Cada persona que conozco y trato a fondo, cada experiencia que vivo, cada obra de arte que veo o escucho, cada libro que leo, me cambian. ¿Qué sentido y qué interés tendría lo contrario? No es que los potentes estímulos que me circundan actúen barriendo mi personalidad, no, es que según sea su signo, pueden llegar a nombrar dictador eventual a uno u otro entre los integrantes de mi íntima asamblea, modificando por un tiempo equis, la dominante psíquica de esta última. Tengo un libro inédito (Los colores de Psique) donde abordo esto. Somos la mezcla inestable de un montón de sujetos psicológicos, en la que, con un poco de suerte, se suceden constantes cambios, y con otro poco, nunca queda fuera de juego el amante. ¿Acaso puedo ser el mismo, cuando en mi convención psicológica manda el poeta, y cuando lo hace, digamos, el juez? No.

Hay continuos cambios de liderazgo en mi parlamento interno, pero también el parlamento en su total complejidad se mueve, porque algunas de sus unidades van perdiendo fuerza, mientras que otras la van ganando. No se producen y atienden iguales reglas en un hemiciclo donde, por ejemplo, el vividor está siempre somnoliento, y en otro donde ese liante opera, como se dice en mi tierra: suelto y sin vacunar. Cuando un grupo de asamblearios decae en favor de otro que puja, la asamblea no sólo rota con relación a su eje, batiendo a sus integrantes, también se traslada con relación a las almas y los espíritus ajenos. Esos movimientos más bruscos, que son los más llamativos, en mí responden casi siempre a experiencias vitales e intelectuales de cierta intensidad.

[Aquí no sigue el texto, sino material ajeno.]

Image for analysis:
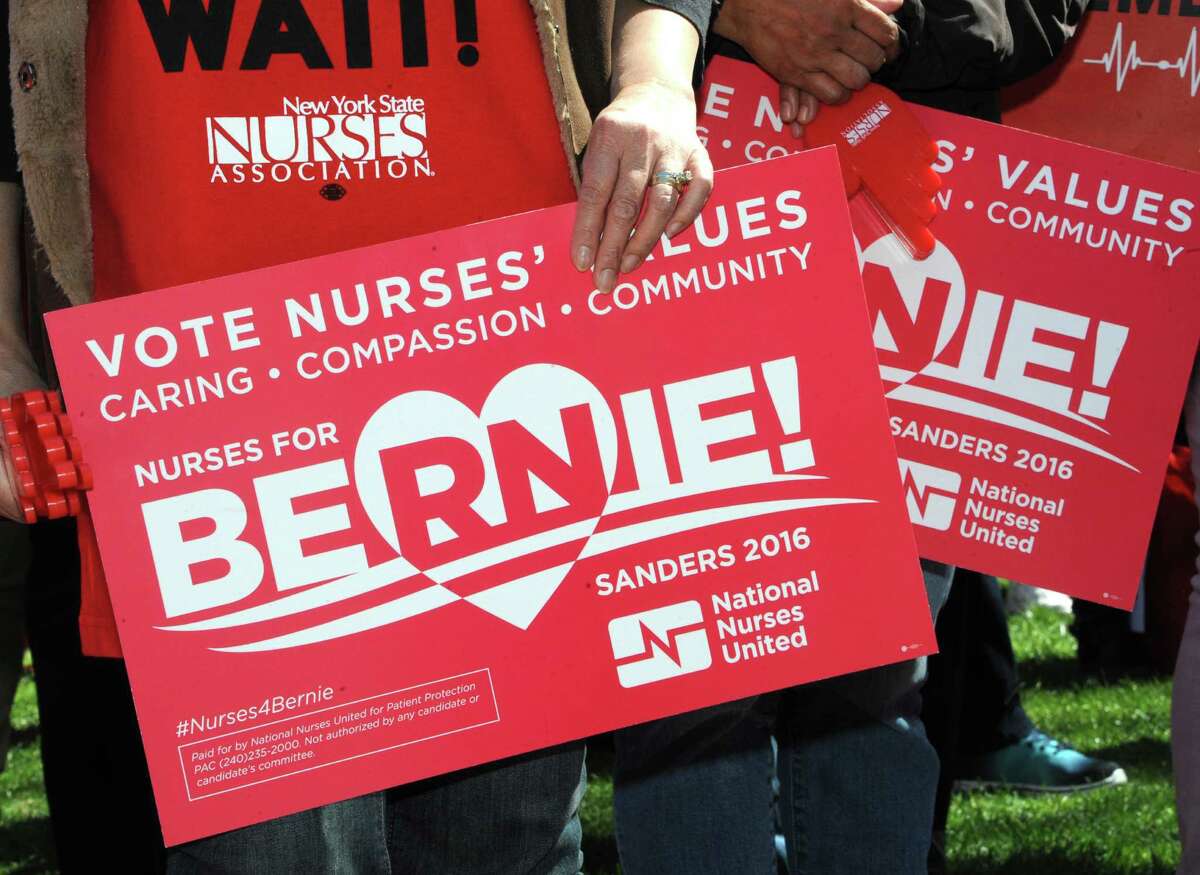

A ver, ¿para qué sirve un libro, si no cambia al lector en algún sentido? Para entretenerlo, sólo para eso. Y no está mal, claro que no, pero los grandes libros no se limitan a entretener; entretienen y además penetran el cónclave psíquico del lector como un tornado, tumbando a quienes, por pereza o por miedo, contestan la metamorfosis en ciernes. Sólo leo ese tipo de libros, y cada vez que termino uno, siento que salgo de mí (la felicidad es estar fuera de sí, Erasmo) para regresar después a otro más complejo, ¿más pleno? Lo mismo me pasa cuando veo una gran obra de arte, y, sobre todo, cuando trato a una persona con aptitudes notables: a mí me hacen cambiar especialmente los inteligentes, los talentosos y los benévolos, pero también los hijos de puta, que me adiestran para sortear el dolor, y para aguantar el que resulte inevitable.

La vida es (o debía ser) un continuo prepararse para su final. ¿Y cómo podríamos ir preparándonos en tal sentido, si nos aferramos a los patrones de comportamiento que adquirimos en sus albores? ¿Cómo podríamos vivir sin fluctuar en la corriente, sin rotar y trasladarnos para acomodar nuestro propio mejunje psíquico a los avatares del tiempo: de ese pequeño segmento de tiempo, quiero decir, en que nuestro continente biológico hospeda a su proteica inquilina? ¿Cómo vivir petrificados frente al tentador vilo? No, me niego al inmovilismo. Planifico mi coherencia (¿la planifico?) desde la vida misma: Cambio, claro que cambio. Cambio porque vivo. Y cambiaré mientras vaya, como diría Juan Ramón: solo y otro al amor grande: / a la obra, al desnudo y a la muerte.

Cambio, cambio, cambio… Tanto, que si no me equivoco, ya no soy el mismo que comenzó a escribir esta nota. Quien se alarme por ello, no debió leerla. Lo siento.